Report en avant

Rédigé par des auteurs spécialisés Ooreka  À jour en octobre 2020

Sommaire

Le report en avant est un dispositif permettant à une entreprise d’imputer les déficits de l'année sur les exercices suivants.

Une société passible de l'impôt sur les sociétés (IS) ne peut imputer ses déficits antérieurs sur le bénéfice que dans la limite d'un plafond de 1 million d’euros majoré de 50 % du bénéfice de l'exercice excédant le seuil de 1 million d’euros.

Illimité dans le temps, le report en avant a pour principal avantage de réduire l’IS durant l’exercice où il s’applique.

Report en avant : principes

Les sociétés soumises à l’IS essuyant un déficit au cours d’un exercice peuvent le reporter sur les bénéfices des exercices précédents ou ultérieurs :

  • si ce report à lieu sur les exercices antérieurs, il s’agit d’un « carry back » ;
  • s’il est reporté sur les exercices ultérieurs, on parle de report en avant.

Dans tous les cas de figure, ce déficit est considéré comme une charge et s’impute sur l'exercice du report. Il a pour conséquence de réduire mécaniquement le bénéfice et l’IS de l'année considérée. Si le profit dégagé par une entreprise ne permet pas d’absorber le déficit sur un exercice, le reliquat est reportable sur l’année n + 1 et les suivantes jusqu'à son absorption intégrale.

Ce déficit fiscal ne doit pas être confondu avec une perte comptable, déterminée selon les règles comptables et enregistrée au bilan/compte de résultat de l'exercice.

Report en avant : mécanisme

Le plafond d’imputation des déficits reportables a été abaissé par la loi n° 2012-1509 du 29 décembre 2012 de finances pour 2013. Une société assujettie à l’IS ne peut imputer ses déficits antérieurs sur le bénéfice constaté que dans la limite (CGI, article 209, I) de 1 million d’euros majoré de 50 % (et non plus 60 %) du bénéfice de l'exercice excédant ce plafond.

Concernant les exercices clos depuis le 31 décembre 2012, la part fixe du plafond d’imputation (1 million d’euros) peut être majorée par les abandons de créances consentis à une société en difficulté afin de lui venir en aide.

La loi n° 2016-1917 du 29 décembre 2016 de finances pour 2017 a légalisé la doctrine selon laquelle seules les entreprises en posture difficile bénéficiant d’un abandon de créances peuvent intégrer ce dernier au plafond du report en avant.

Lorsque les résultats de la société sont inférieurs à 1 million d’euros, cette limitation à l'imputation des déficits n'a pas effet.

Si le bénéfice de l’exercice suivant n’est pas suffisant pour absorber l’intégralité du déficit, le reliquat sera reportable sur d’autres exercices à des conditions équivalentes.

Report en avant : limites

Le report déficitaire ne peut être imputé que sur les bénéfices de la société ayant subi ce déficit.
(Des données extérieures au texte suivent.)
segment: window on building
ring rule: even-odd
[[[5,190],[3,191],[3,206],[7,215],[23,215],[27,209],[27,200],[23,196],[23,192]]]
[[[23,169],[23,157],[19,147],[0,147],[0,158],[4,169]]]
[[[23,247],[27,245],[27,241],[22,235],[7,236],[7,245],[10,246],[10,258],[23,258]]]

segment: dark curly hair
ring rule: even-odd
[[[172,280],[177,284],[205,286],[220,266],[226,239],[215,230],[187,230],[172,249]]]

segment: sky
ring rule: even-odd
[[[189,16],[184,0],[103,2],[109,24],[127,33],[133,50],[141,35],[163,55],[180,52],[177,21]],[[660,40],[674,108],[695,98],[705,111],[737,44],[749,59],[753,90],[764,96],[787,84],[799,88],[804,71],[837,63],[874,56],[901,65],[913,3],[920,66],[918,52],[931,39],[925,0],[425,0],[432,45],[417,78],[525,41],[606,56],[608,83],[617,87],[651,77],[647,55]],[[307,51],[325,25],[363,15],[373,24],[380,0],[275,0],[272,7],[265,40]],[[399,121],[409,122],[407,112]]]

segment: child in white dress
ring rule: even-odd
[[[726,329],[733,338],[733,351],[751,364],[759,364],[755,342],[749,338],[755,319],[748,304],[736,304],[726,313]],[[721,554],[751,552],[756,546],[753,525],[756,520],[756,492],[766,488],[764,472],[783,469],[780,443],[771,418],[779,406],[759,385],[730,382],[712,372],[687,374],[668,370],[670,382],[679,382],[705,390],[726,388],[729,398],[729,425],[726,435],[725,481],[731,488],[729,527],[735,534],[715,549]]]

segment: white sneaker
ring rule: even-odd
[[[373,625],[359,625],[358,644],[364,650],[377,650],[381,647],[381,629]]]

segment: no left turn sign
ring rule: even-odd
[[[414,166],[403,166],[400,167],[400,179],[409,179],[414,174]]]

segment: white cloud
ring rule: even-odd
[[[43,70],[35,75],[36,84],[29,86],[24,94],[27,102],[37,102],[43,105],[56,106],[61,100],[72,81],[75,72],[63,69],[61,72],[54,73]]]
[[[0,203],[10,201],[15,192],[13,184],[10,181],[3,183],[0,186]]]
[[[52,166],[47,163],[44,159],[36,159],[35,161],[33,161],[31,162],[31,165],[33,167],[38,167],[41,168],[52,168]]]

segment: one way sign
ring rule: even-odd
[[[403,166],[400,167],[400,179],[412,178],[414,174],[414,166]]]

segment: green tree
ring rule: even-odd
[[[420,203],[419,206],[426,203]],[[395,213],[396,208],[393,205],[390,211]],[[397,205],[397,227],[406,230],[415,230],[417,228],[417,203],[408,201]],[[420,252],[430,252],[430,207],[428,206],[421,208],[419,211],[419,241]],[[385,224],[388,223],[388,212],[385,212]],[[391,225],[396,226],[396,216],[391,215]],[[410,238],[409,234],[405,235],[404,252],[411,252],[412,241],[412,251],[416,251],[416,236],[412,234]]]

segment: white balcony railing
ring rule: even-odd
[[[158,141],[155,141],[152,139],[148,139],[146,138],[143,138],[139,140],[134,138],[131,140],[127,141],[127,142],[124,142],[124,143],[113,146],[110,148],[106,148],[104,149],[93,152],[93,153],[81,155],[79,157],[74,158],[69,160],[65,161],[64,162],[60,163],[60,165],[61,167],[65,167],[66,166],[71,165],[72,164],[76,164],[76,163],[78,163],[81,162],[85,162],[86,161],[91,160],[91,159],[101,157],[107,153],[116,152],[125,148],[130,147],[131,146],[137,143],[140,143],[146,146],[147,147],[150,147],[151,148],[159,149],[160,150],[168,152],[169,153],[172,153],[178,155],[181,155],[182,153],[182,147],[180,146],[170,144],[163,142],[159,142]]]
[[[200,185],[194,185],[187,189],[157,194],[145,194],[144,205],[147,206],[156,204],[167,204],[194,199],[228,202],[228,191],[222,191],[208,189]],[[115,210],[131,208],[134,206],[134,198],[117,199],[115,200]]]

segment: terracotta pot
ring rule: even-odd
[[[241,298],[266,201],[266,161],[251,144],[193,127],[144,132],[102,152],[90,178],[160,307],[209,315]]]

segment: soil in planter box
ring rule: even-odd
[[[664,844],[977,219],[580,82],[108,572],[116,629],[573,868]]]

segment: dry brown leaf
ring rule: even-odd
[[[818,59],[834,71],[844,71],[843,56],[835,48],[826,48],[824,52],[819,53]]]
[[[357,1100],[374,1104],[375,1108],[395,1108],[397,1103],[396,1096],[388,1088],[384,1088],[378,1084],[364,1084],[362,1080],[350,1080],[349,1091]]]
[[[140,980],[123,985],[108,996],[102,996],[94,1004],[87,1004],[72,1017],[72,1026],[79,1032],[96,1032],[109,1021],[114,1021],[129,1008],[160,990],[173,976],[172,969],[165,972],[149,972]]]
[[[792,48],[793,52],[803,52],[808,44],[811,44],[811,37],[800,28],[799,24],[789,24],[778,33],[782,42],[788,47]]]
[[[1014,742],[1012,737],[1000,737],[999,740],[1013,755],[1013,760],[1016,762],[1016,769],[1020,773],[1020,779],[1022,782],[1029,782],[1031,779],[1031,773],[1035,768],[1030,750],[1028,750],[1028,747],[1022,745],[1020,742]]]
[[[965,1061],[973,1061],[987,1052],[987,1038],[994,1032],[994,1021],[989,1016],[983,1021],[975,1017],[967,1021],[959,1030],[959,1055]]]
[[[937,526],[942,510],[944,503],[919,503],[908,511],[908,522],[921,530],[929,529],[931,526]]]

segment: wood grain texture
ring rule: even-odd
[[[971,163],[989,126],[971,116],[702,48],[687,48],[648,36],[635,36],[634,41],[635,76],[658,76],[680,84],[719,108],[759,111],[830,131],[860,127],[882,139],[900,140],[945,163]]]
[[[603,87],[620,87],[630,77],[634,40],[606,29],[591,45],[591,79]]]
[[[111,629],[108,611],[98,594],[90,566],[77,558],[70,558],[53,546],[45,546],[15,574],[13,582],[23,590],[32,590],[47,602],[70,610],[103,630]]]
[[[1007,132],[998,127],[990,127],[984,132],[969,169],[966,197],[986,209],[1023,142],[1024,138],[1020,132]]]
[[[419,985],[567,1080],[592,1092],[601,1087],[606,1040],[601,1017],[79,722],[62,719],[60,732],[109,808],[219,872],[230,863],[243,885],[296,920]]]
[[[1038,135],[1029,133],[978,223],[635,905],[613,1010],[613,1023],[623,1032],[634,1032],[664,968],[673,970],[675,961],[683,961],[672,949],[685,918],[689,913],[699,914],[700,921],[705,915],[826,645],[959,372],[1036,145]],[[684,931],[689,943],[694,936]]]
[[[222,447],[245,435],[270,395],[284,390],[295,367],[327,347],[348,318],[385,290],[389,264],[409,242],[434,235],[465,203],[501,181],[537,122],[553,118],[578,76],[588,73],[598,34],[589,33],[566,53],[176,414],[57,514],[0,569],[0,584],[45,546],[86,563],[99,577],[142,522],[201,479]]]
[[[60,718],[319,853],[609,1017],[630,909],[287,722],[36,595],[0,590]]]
Si elle disparaît (cessation d’activité, etc.), les possibilités d’imputation disparaissent également.

Le report déficitaire est inopérant en cas de modification de l’objet social d’une société ou encore si ses moyens de production disparaissent.

Si une société cesse d’être soumise à l’IS (changement de statut juridique, etc.), elle perd théoriquement le droit de report de ses déficits.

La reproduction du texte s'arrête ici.